No problem. Except that I know how He did it and you don’t.
Well, yes and no.
Here’s the thing: if scientists get some other theory that is a better explanation for all the observations that have been made at some point in the future, then a scientist can agree that there is a better explanation of all the facts and that’s fine. Newtonian physics was fine until some observations were made that were beyond its ability to explain.
The difference is that @edwest211 doesn’t have a better explanation of the data, because “a miracle occurred” isn’t an explanation. It is an admission that the mechanism by which Providence brought about some event is unknown, but also (if I understand him correctly) a contention that this is outside of what we
can understand about the universe.
That contention is, as they say in medicine, a diagnosis of exclusion. Even the Church, when investigating miracles, looks for explanations that can be provided by the order God put into the universe rather than simply saying that some event was a miracle. The presumption is that creation obeys the order that it was given when it was created. That doesn’t mean that if someone is healed and a natural cause can be found that people can say, "“See, God had nothing to do with your getting better!” The Church isn’t saying that at all. The Church is saying that when Providence elects to bring about events that seem to defy the regular order of the universe, Providence is sending a different sort of message.

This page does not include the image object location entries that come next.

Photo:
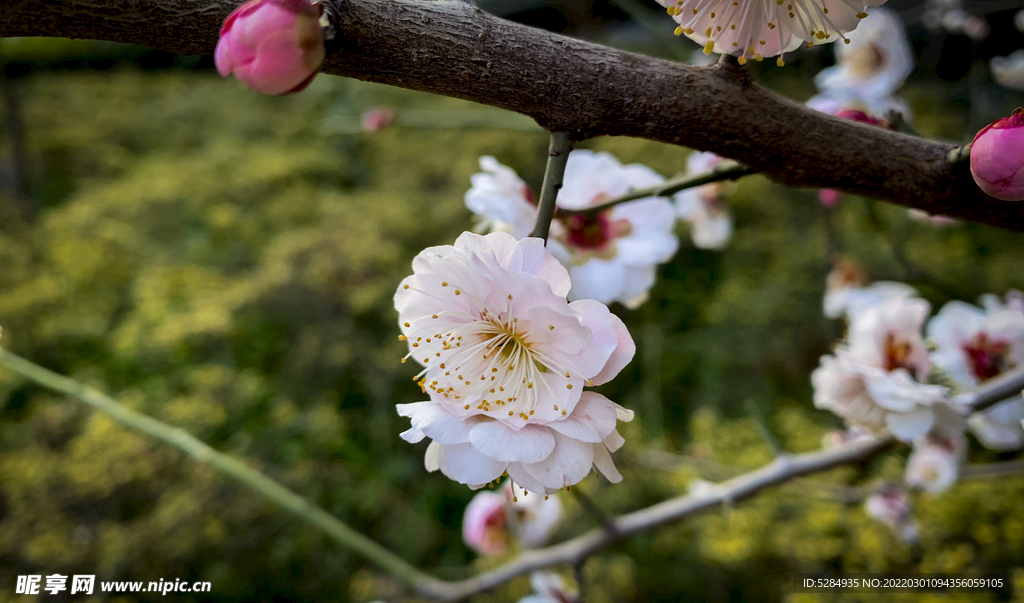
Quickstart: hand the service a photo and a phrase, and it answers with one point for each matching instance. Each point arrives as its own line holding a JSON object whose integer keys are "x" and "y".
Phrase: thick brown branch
{"x": 452, "y": 47}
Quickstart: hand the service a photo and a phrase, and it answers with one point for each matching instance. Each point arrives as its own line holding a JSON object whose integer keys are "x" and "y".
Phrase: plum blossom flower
{"x": 891, "y": 507}
{"x": 847, "y": 291}
{"x": 505, "y": 358}
{"x": 879, "y": 378}
{"x": 704, "y": 207}
{"x": 997, "y": 158}
{"x": 752, "y": 29}
{"x": 870, "y": 68}
{"x": 975, "y": 345}
{"x": 493, "y": 519}
{"x": 611, "y": 256}
{"x": 501, "y": 200}
{"x": 550, "y": 588}
{"x": 934, "y": 464}
{"x": 271, "y": 46}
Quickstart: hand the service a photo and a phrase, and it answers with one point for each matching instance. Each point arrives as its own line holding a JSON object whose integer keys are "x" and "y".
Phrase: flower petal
{"x": 531, "y": 443}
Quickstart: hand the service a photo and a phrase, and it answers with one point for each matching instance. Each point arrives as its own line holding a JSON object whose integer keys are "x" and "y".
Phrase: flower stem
{"x": 226, "y": 466}
{"x": 558, "y": 156}
{"x": 724, "y": 171}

Therefore, it is totally possible that life on this Earth arose not because of a miracle (that is, by a mechanism beyond our capacity to investigate), but rather as a consequence of the order put into the whole universe from the beginning. In any event, whether by miracle or no, there was a physical mechanism. It is just that there are some we can eventually understand and control (or at least predict) and some that are beyond the dominion we were given.